Mazy looked at herself in the mirror. Girl, what are you doing? Since her divorce three years ago, she had placed herself on a shelf. Now, it was time to get back out there. Never mind that she was on the far side of 60, pulling it pretty hard some might say; she was determined. So when her much younger colleague suggested she hook up with Mr. Wonderful, a really nice neighbor, who, like Mazy, had divorced and who, she extolled, would be so right for you! Not knowing exactly what her young colleague meant by that, Mazy threw all caution to the wind and agreed. She agreed to the blind date just to show the young millennial that women of a certain age still had the right stuff. But this morning, as she looked at herself in the mirror she had to give herself a talking to.
You’re feeling good about being a woman! You’ve been around longer than God, but you still fill out your C cups!
So it was that the ritual of disguise that women had been using ever since Eve offered Adam the apple, telling him it was good for him, began.
First on her list of to-do’s was the requisite spa appointment. She arrived early. Who arrives late for “instantly transforming their skin to youthful dewiness?” as the salon advertised. So, she booked the works, facial, manicure, a sugar scrub and bikini waxing. Who knows? I might get REALLY lucky.
Someone should tell the uninitiated that facials, manicures and sugar scrubs are so yesterday compared to the REALLY revitalizing experience of having your hair follicles ripped out down there. The facial was relaxing until the esthetist reminded her that she really should have come in more often as her blackheads were alarmingly large, but “she was sure she could extract them if she wanted her to do so.”
Sure! What’s the sense of getting a facial if you leave with blackheads the size of Montana around your nose?
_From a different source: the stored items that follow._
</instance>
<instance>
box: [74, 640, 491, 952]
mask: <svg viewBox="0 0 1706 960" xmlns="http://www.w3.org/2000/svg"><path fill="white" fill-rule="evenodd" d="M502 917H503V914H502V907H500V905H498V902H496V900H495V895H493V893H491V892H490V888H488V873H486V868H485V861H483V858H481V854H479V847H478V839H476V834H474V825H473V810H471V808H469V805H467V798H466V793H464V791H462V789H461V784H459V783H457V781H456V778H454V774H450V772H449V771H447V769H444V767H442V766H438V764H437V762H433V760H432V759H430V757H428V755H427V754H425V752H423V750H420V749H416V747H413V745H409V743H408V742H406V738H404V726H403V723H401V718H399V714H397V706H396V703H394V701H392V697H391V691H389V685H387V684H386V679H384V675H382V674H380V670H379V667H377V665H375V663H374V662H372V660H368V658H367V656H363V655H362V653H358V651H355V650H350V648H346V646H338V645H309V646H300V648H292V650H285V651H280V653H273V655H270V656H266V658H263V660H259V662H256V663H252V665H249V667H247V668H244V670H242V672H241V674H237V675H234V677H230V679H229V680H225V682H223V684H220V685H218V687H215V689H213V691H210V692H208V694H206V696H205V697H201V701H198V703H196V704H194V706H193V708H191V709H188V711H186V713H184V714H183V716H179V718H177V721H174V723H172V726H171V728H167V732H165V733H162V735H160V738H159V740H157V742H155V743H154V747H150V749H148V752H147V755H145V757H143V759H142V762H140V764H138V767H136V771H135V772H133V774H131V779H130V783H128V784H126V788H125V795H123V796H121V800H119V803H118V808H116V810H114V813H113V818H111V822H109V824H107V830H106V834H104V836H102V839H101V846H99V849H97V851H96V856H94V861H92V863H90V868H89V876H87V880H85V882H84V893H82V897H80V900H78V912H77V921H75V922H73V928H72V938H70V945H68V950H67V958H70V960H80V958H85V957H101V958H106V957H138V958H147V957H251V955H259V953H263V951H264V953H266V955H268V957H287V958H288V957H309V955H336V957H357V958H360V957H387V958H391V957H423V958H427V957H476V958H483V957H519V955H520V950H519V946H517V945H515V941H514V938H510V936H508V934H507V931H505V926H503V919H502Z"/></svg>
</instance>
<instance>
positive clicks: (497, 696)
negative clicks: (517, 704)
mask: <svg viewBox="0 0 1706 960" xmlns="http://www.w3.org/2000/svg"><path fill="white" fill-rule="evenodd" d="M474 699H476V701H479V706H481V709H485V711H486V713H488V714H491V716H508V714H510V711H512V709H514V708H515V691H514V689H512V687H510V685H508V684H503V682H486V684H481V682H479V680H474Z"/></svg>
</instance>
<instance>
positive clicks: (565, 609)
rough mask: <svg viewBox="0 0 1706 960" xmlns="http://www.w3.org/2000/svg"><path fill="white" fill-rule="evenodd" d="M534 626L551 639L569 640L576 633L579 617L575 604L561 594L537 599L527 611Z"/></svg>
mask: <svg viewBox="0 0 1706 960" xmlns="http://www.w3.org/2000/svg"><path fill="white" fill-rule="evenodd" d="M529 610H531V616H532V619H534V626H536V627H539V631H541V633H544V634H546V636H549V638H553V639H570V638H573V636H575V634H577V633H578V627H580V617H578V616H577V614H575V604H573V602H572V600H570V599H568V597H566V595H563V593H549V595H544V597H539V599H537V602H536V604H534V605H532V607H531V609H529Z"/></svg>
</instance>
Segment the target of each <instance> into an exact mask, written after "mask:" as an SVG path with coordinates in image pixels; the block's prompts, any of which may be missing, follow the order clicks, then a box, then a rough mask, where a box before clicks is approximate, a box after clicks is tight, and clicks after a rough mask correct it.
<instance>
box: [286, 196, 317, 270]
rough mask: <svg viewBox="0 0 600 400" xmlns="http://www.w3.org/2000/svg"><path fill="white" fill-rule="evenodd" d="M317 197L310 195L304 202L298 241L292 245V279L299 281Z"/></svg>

Mazy drove herself home from the spa, with an unbearable stinging in her crotch and her face plastered with red welts. The esthetist had advised to use cold compresses on both. There’s an irony for you. The very part of a woman’s anatomy that she grooms to attract a man are flaming red and screaming at her for subjecting them to this torture. O my god, Mazy thought. What have I done?
By the time the appointed hour of meeting her blind date had arrived, Mazy had wriggled herself into a sophisticated little black number with a not-too-revealing neckline that enhanced her well defined décolletage. Her Spanx underwear was doing wonders for smoothing out the occasional ripple over her hips and tummy. The welts on her face were well disguised under the new Boom Sticks she had purchased: “cosmetics for women who want to reveal their genuine beauty with an honest and realistic approach”. This consisted of a lipstick, blush, eye shadow and bronzer all in one. (I’ll let you figure that one out.) The final touch was slipping into a pair of 3-inch black pumps. If you haven’t worn heels in three years, you might as well say these were spike heels. Anyway, no pain. No gain, right? Mazy was as ready as any trussed-up turkey could be to meet her date.
She didn’t want to make an entrance and figured the best thig to do would be to get there early and watch him approach, the better to gauge his height, breadth and width. She arrived at the restaurant 15 minutes early and ordered a white wine. Not too alcoholic, right? Problem is, she didn’t regularly have wine and this glass of chardonnay was making her feel flushed, accentuating the welts on her face.
And then, there he was, all 5 feet of him, and that was his width. Shaking his clammy hand and looking into his bloodshot eyes, Mazy knew this would be a long evening. Apparently Mister Wonderful had prepared for this evening by getting royally sauced. While she had prepared by getting royally plucked.
As the conversation between them dragged to the point of throwing itself over a cliff, she thought, I waxed my nether regions for this?